Characterization of transgenic rice plants overproducing four different enzymes related to C4 photosynthesis

PEPC, PPDK, NADP-MDH, and NADP-malic enzyme (ME) were overproduced in the mesophyll cell of rice plants. Overproduction of PEPC alone stimulates respiration in the light and slightly reduces the carboxylation efficiency, thereby suppressing the photosynthetic CO₂ assimilation. The stimulated respiration remained unaffected by overproduction of all the four enzymes, but the carboxylation efficiency was restored. The apparent CO₂ assimilation rate was also restored to reach levels comparable to or slightly higher than that of non-transformants. The extent of the restoration, however, was more marked at higher CO₂ concentrations, indicating that overproduction of the four enzymes did not act to concentrate CO₂ inside the chloroplast. The δ¹³C value was unaffected by overproduction of any of four enzymes but slightly increased by overproduction of all the four. Since a similar increase was observed in other transformants overproducing PEPC and ME, it likely reflected some metabolic path constituted of foreign PEPC and ME.
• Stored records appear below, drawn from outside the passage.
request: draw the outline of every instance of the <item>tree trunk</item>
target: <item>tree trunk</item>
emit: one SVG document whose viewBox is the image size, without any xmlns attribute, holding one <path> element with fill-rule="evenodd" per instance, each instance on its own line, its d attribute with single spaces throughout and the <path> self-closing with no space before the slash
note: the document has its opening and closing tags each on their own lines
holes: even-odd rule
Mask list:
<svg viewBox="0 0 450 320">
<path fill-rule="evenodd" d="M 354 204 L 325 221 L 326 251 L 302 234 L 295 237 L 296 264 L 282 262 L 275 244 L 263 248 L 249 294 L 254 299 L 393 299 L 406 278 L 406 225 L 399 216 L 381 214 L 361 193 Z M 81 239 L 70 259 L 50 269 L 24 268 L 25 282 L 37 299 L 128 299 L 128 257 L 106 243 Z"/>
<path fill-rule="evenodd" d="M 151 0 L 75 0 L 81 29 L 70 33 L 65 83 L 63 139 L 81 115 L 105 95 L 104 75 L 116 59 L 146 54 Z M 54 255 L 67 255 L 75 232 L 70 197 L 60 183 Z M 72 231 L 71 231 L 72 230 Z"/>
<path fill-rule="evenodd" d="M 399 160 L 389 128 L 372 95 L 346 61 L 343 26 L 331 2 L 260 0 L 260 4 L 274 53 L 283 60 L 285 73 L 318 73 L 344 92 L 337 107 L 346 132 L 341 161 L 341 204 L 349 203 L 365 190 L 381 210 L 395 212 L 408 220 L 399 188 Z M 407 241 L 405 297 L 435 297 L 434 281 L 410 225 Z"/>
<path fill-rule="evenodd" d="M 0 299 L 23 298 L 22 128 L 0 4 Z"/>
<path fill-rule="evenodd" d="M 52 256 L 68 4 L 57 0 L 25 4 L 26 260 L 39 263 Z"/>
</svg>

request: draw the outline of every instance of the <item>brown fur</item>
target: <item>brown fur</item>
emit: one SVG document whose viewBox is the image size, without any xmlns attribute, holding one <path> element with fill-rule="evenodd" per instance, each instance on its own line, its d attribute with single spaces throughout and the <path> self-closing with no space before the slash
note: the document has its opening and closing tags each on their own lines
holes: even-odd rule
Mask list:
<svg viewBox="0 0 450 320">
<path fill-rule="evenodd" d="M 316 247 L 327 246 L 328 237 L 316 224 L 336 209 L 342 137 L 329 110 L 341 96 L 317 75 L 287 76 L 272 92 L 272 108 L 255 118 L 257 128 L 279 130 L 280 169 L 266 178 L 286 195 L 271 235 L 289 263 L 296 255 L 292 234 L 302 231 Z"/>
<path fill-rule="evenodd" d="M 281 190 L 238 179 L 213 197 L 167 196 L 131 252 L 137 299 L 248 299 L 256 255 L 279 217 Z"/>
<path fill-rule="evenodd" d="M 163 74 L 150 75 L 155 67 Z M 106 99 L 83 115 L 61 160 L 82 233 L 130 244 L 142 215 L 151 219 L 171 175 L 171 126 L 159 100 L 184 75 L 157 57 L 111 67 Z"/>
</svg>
Regulation of C₄-form Phosphoenolpyruvate Carboxylase (PEPC): Molecular Mechanism of pH-dependent Alteration of Malate Sensitivity

PEPC involved in C₄ photosynthesis is subject to an allosteric inhibition by malate. The inhibitor-sensitivity is high at pH7, while very low at pH8. There is no such pH-modulation in E.coli enzyme (EcPEPC). Previous our study had revealed that the flexible loop I (631-651 in maize C₄-form PEPC, ZmPEPC) takes two states in association with allosteric activation and inhibition. In the present study a recombinant ZmPEPC was crystallized and X-ray analyzed. The loop I was revealed to be stabilized through interaction with the plant-specific loop II (124-140) at pH7, while it is mobile at pH 8. Furthermore, protonated H653 in the loop I was speculated to play a key role in this stabilization. The kinetic studies with many mutant enzymes as given below essentially supported the speculation and more detailed mechanisms: ZmPEPC (H653N, H653D, H653K, H653R, D133A/E134A, E140A/D142A, G650A/T652A) and EcPEPC (A590G/A592T, A592G/A594T, here H593 corresponds to H653 of ZmPEPC).

Development of an Efficient Method for Extraction of C₄-form Phosphoenolpyruvate Carboxylase (PEPC) from an Amphibious Leafless Sedge Eleocharis vivipara

E. vivipara has a unique nature that expresses C₄ characteristics under terrestrial conditions and C₃ characteristics under submerged aquatic conditions. Both characteristics are interconvertible to each other in response to environmental changes. Since not only the expression profile of the enzymes but also the leaf morphology (Kranz anatomy) change in association with this conversion. E. vivipara is a suitable plant to investigate the genes indispensable for the functional C₄ photosynthesis. During the course of our study on the regulatory mechanisms for gene expression and enzyme activity of PEPC for C₄ photosynthesis, we noticed that the previously published method for PEPC extraction from the culms of E. vivipara was quite inefficient when grown in the glasshouse. Here we report that the use of skim milk as an additive to the extraction buffer was 50 to 100-fold more efficient than the previous one, and discuss possible usefulness of this method.